Appraisal and Study Quality
The study was carried out in a professional manner since the studies included were carefully searched from recognized databases and experts. The use of systematic reviews minimized the level of bias. It also provided a summary of all the available research. The study presents practical conclusions on missed nursing care and their effect on patient falls. The study was carried applied correlational design and presented the findings in percentages thus showing the perceptions of the patients. The study is also applicable in practical settings. The study was effective since it indicated that a single approach was not sufficient, but it was necessary to have multiple approaches.
General Notes/Comments The study established that there is no significant relationship between the variables. There is a need for further research, better reporting, intervention, and implementation to establish how hospital falls can be prevented.

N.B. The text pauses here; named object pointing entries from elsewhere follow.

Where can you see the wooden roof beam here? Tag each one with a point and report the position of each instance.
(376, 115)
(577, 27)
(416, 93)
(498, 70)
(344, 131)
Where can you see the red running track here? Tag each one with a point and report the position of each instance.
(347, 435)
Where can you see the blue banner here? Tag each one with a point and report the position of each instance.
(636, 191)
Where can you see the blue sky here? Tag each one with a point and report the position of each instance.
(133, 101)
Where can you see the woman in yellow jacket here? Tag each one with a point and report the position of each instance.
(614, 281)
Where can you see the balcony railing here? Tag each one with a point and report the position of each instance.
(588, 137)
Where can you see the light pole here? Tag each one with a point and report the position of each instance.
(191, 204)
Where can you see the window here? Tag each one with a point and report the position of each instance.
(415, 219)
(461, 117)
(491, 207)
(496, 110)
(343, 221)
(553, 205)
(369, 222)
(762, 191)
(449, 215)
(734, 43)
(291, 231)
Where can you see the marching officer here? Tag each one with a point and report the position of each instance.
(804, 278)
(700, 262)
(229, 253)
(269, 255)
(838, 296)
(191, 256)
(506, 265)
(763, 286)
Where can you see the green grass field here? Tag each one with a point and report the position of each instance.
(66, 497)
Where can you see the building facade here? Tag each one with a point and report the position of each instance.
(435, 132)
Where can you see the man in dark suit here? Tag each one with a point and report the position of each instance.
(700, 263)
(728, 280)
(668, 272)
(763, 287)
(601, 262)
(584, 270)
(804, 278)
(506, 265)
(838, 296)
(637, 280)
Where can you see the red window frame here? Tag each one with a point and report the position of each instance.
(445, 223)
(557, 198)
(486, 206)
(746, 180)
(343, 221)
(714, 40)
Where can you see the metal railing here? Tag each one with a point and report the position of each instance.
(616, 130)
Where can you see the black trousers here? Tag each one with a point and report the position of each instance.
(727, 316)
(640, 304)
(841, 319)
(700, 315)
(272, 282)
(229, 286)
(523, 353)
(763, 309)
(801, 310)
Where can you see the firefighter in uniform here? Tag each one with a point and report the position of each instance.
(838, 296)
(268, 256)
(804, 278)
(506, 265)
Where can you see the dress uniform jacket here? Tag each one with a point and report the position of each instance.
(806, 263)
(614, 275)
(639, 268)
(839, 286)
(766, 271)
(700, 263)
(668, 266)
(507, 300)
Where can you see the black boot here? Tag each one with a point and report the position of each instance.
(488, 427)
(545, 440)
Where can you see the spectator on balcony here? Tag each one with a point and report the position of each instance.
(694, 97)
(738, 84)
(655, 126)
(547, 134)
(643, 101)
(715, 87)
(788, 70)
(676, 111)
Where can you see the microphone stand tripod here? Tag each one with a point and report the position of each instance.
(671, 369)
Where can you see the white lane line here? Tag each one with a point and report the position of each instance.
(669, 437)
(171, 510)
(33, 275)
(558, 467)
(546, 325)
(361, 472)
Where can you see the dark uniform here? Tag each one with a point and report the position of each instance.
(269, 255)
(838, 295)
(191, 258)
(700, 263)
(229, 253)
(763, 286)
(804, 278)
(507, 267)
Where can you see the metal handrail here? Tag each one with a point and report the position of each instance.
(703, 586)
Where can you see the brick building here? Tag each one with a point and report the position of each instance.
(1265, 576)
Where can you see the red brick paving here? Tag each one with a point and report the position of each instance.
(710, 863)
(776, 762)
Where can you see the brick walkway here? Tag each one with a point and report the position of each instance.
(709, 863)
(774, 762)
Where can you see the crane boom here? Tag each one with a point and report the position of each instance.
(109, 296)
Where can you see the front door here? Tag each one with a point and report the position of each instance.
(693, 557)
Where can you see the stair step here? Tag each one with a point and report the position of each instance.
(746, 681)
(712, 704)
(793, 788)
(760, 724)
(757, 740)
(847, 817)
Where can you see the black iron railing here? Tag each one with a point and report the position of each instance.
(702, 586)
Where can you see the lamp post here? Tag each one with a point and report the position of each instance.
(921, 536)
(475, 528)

The study indicates that missed nursing care was due to low levels of staffing and it ultimately led to patient falls. The study is effective since it presents the need to change the perceptions of the patients and to recommend to them the need to always seek help to reduce patient falls. The interventions necessary to prevent patient falls do not necessarily have to be cost intensive since they can include simple approaches such as training.

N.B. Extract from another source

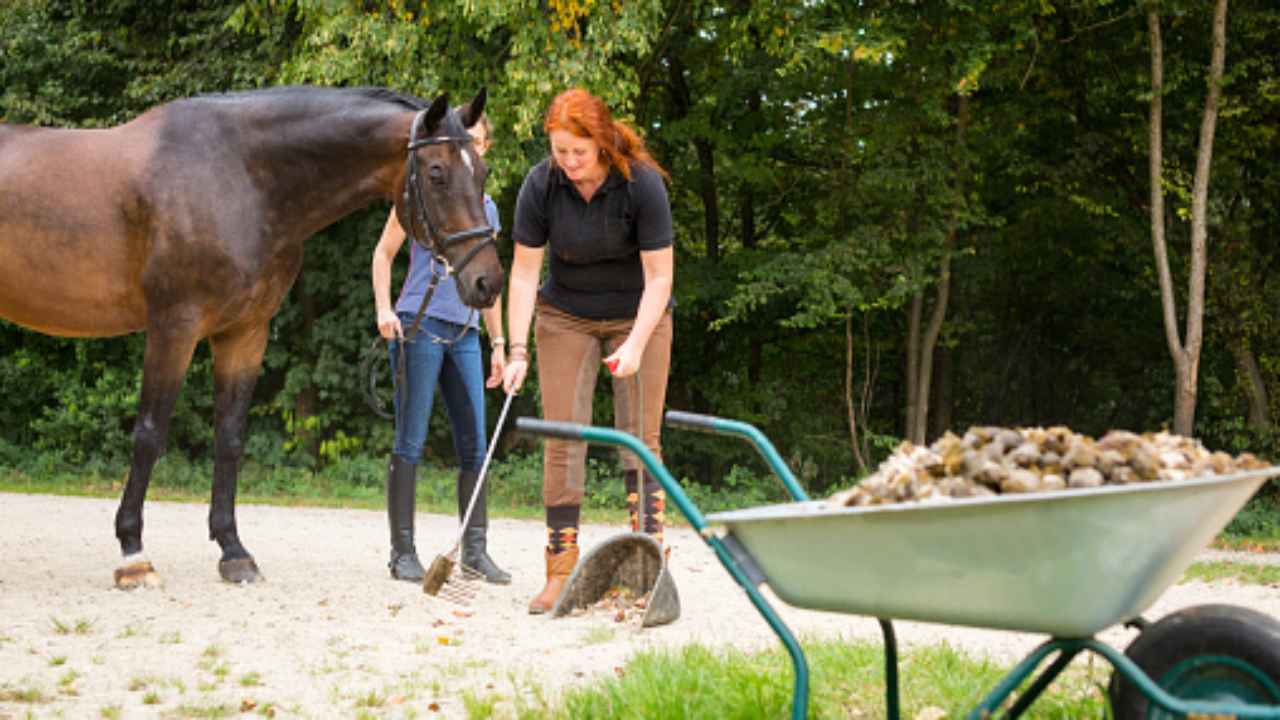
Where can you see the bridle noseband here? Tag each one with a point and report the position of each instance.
(433, 240)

Critical Appraisal of Research
Critical appraisal involves a systematic analysis of a research study to establish its value and worthiness. It also assesses the value ofresearch in relation to the practical application of the findings. Critical appraisal of research is necessary since it helps healthcare providers to assess the feasibility of the study findings (Seers, 2015). It is also essential in making crucial decisions in the healthcare sector. It is also important since it provides a clear view of what is not relevant or what is misreported in the study (Seers, 2015). The process of critical appraisal is based on the strengths and weaknesses of a study to determine if it can be applied. It must be free from any systematic bias and also help improve the medical procedures.

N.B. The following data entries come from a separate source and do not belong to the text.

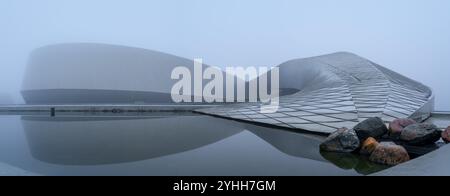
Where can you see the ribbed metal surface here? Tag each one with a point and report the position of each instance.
(345, 89)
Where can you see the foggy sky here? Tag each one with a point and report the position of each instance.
(408, 36)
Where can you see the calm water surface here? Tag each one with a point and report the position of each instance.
(164, 145)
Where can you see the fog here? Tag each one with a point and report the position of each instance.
(410, 37)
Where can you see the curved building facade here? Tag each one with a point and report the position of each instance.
(337, 90)
(324, 92)
(100, 74)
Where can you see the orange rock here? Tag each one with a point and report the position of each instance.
(446, 135)
(369, 146)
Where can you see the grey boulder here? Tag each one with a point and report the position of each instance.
(388, 153)
(343, 140)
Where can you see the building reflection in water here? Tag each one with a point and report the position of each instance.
(90, 140)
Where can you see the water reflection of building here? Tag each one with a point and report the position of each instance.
(92, 141)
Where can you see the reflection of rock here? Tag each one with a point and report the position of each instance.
(396, 127)
(389, 154)
(93, 141)
(420, 134)
(368, 146)
(343, 140)
(367, 167)
(342, 160)
(446, 135)
(372, 127)
(351, 161)
(5, 99)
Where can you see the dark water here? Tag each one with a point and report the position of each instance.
(164, 145)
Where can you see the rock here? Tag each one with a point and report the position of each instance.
(343, 140)
(388, 153)
(446, 135)
(372, 127)
(368, 146)
(420, 134)
(396, 127)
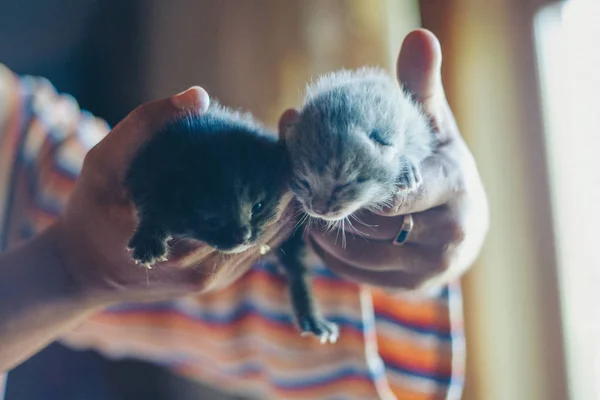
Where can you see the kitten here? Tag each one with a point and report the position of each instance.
(217, 178)
(357, 143)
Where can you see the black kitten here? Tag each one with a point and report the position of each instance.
(218, 178)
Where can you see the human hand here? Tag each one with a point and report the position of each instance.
(449, 209)
(92, 236)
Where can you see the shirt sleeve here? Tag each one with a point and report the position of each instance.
(241, 339)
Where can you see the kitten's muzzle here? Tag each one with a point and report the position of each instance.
(241, 235)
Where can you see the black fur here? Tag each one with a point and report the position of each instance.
(217, 178)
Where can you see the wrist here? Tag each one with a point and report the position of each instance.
(69, 282)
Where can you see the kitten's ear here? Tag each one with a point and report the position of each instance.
(287, 121)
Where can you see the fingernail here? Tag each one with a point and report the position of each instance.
(192, 98)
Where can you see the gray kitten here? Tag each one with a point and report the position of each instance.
(358, 143)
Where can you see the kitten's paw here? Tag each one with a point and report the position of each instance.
(326, 331)
(410, 178)
(147, 250)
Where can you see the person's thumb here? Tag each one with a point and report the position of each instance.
(419, 66)
(114, 152)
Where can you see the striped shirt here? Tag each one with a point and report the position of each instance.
(242, 338)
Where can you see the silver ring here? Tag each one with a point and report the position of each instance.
(405, 228)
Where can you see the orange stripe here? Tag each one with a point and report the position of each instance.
(425, 312)
(411, 355)
(358, 387)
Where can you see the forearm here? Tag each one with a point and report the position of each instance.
(38, 300)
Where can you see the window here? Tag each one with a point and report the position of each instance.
(568, 43)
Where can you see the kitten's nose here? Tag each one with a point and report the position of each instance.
(319, 206)
(242, 234)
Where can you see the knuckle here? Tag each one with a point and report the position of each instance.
(456, 232)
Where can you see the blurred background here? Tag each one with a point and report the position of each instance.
(521, 76)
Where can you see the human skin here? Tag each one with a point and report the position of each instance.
(80, 265)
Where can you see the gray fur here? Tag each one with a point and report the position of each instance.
(358, 138)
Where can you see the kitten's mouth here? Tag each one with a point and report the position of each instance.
(237, 249)
(329, 216)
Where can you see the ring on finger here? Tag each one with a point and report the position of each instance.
(404, 232)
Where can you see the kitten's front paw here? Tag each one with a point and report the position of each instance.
(326, 331)
(410, 178)
(147, 250)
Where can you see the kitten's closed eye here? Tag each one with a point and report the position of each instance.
(257, 208)
(378, 138)
(210, 220)
(299, 185)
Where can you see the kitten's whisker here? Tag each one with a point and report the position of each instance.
(300, 222)
(351, 225)
(354, 217)
(343, 234)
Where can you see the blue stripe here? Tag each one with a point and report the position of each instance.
(242, 309)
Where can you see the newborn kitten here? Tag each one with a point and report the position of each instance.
(358, 143)
(217, 178)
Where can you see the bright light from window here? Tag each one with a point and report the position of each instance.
(568, 36)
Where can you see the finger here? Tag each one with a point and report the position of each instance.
(419, 66)
(415, 263)
(435, 228)
(383, 279)
(115, 151)
(442, 180)
(286, 120)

The best practice identified in the critical appraisal process was systematic reviews. The reason is that they were used to present a summary of all the available research. Additionally, it was necessary to create a high level of confidence. The systematic reviews provide a one-stop summary of all the available evidence from various research studies (Seers, 2015). It is thus effective since it comprises of various perspectives thus eliminating the possibility of bias. They provide accurate conclusions since they are not based on generalizations or opinions from individuals. The summary provides current and the best solution possible in the healthcare sector. The studies carried out by Hempel et al. (2013) and Twibell, Siela, Sproat & Coers (2015) are clear examples of systematic reviews. The reviews are essential since they are used in making crucial decisions. In the current analysis, they are used to reduce patient falls and change patients’ perceptions.

References
Hempel, S., Newberry, S., Wang, Z., Booth, M., Shanman, R., Johnsen, B., … & Ganz, D. A. (2013). Hospital fall prevention: a systematic review of implementation, components, adherence, and effectiveness. Journal of the American Geriatrics Society, 61(4), 483-494.
Williams, T., Szekendi, M., & Thomas, S. (2014). An analysis of patient falls and fall prevention programs across academic medical centers. Journal of nursing care quality, 29(1), 19-29.
Seers, K. (2015). Qualitative systematic reviews: their importance for our understanding of research relevant to pain. British journal of pain, 9(1), 36-40.